As Margaret Hamilton once said:  "Oh what a world, what a world...."

18 April 2013

Hanging Out Day - April 19th

The sweet scent of clean laundry. 
The touch of the wooden pegs in your fingers. 
The sound of the breeze snapping the sheets and pillowcases. 
The way the clothes look as they hang in the sunlight,
like colorful pennants or sweet white flags of surrender.
The cool freshness of the dry clothes as you fold them. 
The heft of the willow basket as you carry everything back into the house.
The hypnotic pleasure of hanging, waiting, taking down, smoothing,
and then folding everything in piles.
(This one is ironing, this one gets folded and put away, this one is put on a hanger...)


And the energy you save by letting your laundry dry in the sweet Spring air.
Don't forget!



16 April 2013

At last

Goddess Maia—Primavera (Allegory of Spring) by Sandro Botticelli

Despite the passing of March and the arrival of April, winter continued to hold her ground, remaining onstage like an ignominious dowager, huffing and puffing across the boards and preventing youthful Spring from making her entrance.

The First Day of Spring—March 20—came and went, but nothing really changed, meteorologically speaking. Yes, there were the occasional two hours of brilliant mid-day sun that drew me to the front steps like a cat, with nose raised to the sky and eyes shut tight. And there were hopeful signs here and there, heralding Spring's protracted arrival: one or two brave myrtle blossoms by the stairs, blooming ahead of their cousins; hyacinth greens pushing through the chilly earth by half-inches; a handful of miniature daffodils ready to blossom; and crocus with their oval petals opened wide like egg cups.

But even these vernal manifestations could not thwart the 20 degree nights or my constant urge to turn on the heat. The calendar could say what it liked.  It was not Spring.
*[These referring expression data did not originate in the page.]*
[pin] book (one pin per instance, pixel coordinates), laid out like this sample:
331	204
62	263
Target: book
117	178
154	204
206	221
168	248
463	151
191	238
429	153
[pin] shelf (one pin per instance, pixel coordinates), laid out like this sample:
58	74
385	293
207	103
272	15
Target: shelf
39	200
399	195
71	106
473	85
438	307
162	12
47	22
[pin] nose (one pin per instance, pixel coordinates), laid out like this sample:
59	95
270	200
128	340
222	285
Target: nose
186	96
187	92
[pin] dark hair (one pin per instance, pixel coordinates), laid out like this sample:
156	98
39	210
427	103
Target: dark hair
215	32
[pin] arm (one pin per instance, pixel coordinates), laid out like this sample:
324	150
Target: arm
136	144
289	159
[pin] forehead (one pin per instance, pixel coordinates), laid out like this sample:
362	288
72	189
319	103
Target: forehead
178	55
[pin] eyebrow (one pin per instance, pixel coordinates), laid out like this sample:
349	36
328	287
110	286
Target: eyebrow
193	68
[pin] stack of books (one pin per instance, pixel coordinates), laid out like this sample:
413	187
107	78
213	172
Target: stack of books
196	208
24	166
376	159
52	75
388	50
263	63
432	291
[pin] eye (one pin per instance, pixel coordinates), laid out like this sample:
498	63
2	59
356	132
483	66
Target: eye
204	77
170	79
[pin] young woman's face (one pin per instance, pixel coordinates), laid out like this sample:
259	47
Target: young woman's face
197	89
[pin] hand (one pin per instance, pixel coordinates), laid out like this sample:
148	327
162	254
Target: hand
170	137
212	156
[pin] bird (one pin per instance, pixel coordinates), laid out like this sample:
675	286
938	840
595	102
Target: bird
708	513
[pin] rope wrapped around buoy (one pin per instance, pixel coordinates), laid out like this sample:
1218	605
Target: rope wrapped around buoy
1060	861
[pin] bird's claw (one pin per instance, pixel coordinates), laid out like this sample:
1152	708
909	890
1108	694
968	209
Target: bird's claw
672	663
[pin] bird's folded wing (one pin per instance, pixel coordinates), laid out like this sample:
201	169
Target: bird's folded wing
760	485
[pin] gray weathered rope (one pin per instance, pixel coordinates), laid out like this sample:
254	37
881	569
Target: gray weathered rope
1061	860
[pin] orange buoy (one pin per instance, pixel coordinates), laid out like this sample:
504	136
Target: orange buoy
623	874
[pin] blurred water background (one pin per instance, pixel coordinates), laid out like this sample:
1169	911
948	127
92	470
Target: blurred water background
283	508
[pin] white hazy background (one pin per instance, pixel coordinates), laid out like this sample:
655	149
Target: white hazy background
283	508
And then it happened.  A transformative weekend of balmy breezes and healing sunshine, the likes of countermanded whatever harshness we had endured.  I knelt by the hearth and swept up a winter's worth of ash, happy that there would be no more fires unti next Autumn.  I brought out my collection of bird nests—abandoned and fallen from trees into various garden beds over the years—arranging them inside the hearth with bracken and small birch twigs. I opened the verandah doors, amazed by the stuffy warmth that greeted me.  Soon I would be able to change out the windows for screens and breath in the fresh air, but for now, this welcome closeness would do. 

Yes, there is still the occasional brisk ocean wind that blows down from the Maritimes and has me reaching for a flannel shirt or shawl. But Spring has finally arrived, blessing us with warmer days, warmer rains in the night, and soft earth waiting to be toyed with and planted.

For lo, the winter is passed,
the flowers appear on the earth,
the time of the singing of birds is come.


01 April 2013

Gardening Rule No. 37


Apparently stepping on the tines of a rake
and having it come up and whack you in the shoulder
does not only happen in cartoons or Three Stooges re-runs.